How Is Metcash Balancing Growth and Costs Amid Retail Challenges?
Metcash Limited reported a marginal rise in sales revenue to $8.48 billion for 1H26, with underlying EBITDA up 2% driven by Food pillar growth, while EBIT declined 2.4% amid challenges in Liquor and Hardware segments. The Board declared an interim fully franked dividend of 8.5 cents per share.
- Sales revenue increased slightly to $8.48 billion
- Underlying EBITDA rose 2% to $367.2 million, led by Food segment
- EBIT declined 2.4% due to weaker Liquor and Hardware performance
- Underlying profit after tax fell 5.9% to $126.7 million
- Interim fully franked dividend declared at 8.5 cents per share
Metcash’s Financial Snapshot
Metcash Limited’s half-year financial results for the period ending 31 October 2025 reveal a business holding steady amid a complex retail environment. Group sales revenue edged up by a modest 0.1% to $8.48 billion, reflecting resilience in core operations despite headwinds in some segments. Underlying earnings before interest, tax, depreciation and amortisation (EBITDA) increased 2% to $367.2 million, primarily driven by strong performance in the Food pillar.
However, earnings before interest and tax (EBIT) declined by 2.4% to $240.2 million. This drop was largely due to weaker results in the Liquor and Hardware pillars, compounded by increased depreciation and amortisation expenses linked to recent acquisitions, the new distribution centre in Victoria, and ongoing digital investments.
Segment Performance, Food Leads, Liquor and Hardware Lag
The Food segment demonstrated notable resilience, with EBIT rising 3.5% to $124.1 million. Growth was evident across both Supermarkets and Foodservice & Convenience channels, underscoring the success of Metcash’s strategic diversification beyond its traditional IGA core. This was achieved despite accelerated declines in tobacco sales and reduced strategic buying opportunities.
Conversely, the Liquor segment experienced a $5.6 million EBIT decline to $43.5 million. While the segment outperformed the broader market and gained share, the benefits were offset by lower wholesale price inflation impacting strategic buying, increased costs, and one-off integration expenses. The Hardware & Tools pillar saw sales growth amid a subdued trade market, but EBIT fell $3.9 million to $90 million due to margin pressures and higher depreciation costs.
Strategic Investments and Costs
Metcash continues to invest heavily in its Program Horizon technology initiative, aimed at modernising its wholesale operations and enhancing efficiency. Program Horizon incurred $7.7 million in costs during the half, with cumulative expenses now at $265.3 million. These investments are expected to position Metcash competitively for the future, with program completion targeted for FY27.
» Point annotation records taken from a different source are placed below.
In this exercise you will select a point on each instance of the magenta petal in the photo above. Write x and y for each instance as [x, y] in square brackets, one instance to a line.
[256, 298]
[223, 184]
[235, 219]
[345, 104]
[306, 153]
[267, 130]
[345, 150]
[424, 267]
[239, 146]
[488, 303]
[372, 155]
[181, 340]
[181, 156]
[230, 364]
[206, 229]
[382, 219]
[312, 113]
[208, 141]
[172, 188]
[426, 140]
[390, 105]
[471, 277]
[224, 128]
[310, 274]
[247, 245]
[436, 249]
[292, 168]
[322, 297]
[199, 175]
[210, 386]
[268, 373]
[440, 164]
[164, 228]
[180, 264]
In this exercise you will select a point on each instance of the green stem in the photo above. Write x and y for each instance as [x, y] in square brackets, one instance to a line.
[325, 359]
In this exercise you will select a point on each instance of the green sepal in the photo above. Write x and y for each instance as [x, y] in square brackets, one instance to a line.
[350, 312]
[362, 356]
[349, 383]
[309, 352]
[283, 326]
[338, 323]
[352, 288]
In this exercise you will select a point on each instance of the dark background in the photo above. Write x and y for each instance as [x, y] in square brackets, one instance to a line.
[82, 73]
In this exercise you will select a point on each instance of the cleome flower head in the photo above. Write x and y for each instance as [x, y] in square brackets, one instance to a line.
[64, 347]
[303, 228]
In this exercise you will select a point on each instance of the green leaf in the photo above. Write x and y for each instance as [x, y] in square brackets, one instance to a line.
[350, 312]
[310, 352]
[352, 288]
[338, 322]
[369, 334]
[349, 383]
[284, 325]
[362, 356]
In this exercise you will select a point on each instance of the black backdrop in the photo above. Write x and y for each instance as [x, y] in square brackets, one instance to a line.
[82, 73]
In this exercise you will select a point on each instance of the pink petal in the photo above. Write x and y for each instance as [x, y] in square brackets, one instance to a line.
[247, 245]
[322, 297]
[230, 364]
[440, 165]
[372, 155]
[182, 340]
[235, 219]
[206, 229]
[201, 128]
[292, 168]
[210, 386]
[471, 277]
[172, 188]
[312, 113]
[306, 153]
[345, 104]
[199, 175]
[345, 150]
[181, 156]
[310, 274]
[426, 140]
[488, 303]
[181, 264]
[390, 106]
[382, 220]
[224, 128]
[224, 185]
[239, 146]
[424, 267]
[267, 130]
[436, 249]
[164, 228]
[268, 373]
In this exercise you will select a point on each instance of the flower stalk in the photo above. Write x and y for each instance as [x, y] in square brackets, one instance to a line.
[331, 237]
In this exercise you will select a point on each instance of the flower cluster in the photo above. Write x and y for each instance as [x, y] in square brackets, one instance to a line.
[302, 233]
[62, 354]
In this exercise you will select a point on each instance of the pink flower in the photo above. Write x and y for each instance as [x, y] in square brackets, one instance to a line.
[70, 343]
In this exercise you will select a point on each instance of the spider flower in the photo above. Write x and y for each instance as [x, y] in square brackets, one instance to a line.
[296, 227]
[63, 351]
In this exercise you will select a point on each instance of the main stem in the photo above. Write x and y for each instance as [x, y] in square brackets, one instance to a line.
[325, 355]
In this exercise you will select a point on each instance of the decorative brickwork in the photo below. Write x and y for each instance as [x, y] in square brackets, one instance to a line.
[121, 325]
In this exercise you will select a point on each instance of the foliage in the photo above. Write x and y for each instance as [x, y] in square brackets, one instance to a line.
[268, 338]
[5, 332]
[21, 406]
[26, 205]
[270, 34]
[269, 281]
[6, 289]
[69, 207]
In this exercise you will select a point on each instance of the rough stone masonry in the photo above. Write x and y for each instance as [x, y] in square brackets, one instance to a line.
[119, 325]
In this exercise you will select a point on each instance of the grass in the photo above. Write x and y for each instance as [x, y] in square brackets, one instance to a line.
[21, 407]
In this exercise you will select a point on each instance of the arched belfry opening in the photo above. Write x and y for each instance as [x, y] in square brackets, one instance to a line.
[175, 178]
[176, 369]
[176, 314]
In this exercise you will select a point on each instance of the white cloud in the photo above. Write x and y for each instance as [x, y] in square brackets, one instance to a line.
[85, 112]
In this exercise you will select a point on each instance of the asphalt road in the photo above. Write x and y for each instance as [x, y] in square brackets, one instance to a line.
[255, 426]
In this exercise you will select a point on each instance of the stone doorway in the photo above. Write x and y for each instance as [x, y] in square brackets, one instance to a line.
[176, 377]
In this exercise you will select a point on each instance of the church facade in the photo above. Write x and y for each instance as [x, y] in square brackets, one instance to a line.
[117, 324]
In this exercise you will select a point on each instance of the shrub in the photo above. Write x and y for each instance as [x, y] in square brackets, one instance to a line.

The company also absorbed integration and transition costs related to its new Mega Distribution Centre in Truganina, Victoria, and the recent acquisition of Steve’s Liquor Warehouse, which added eight retail stores across Victoria and Tasmania.
Balance Sheet and Dividend
Metcash’s balance sheet remains robust, with net tangible assets per share increasing to 17.2 cents. The company declared a fully franked interim dividend of 8.5 cents per share, consistent with the prior year, reflecting confidence in ongoing cash flow generation. Shareholders can also participate in a Dividend Reinvestment Plan to acquire additional shares.
Put option liabilities related to joint ventures, including Total Tools JV stores and Ritchies Stores, remain a notable feature of the balance sheet, with ongoing revaluations impacting reported earnings.
Outlook Considerations
While Metcash’s underlying profit after tax declined 5.9% to $126.7 million, statutory net profit remained stable at $142.2 million, supported by valuation adjustments. The mixed segment performance and continued investment in technology and infrastructure suggest a company balancing short-term pressures with long-term transformation.
Bottom Line?
Metcash’s steady revenue and dividend amid segment challenges set the stage for a pivotal FY27 as Program Horizon matures.
Questions in the middle?
- How will Program Horizon’s completion in FY27 impact Metcash’s cost structure and competitiveness?
- What strategies will Metcash deploy to address margin pressures in the Hardware and Liquor pillars?
- How might put option liabilities and joint venture arrangements influence future earnings volatility?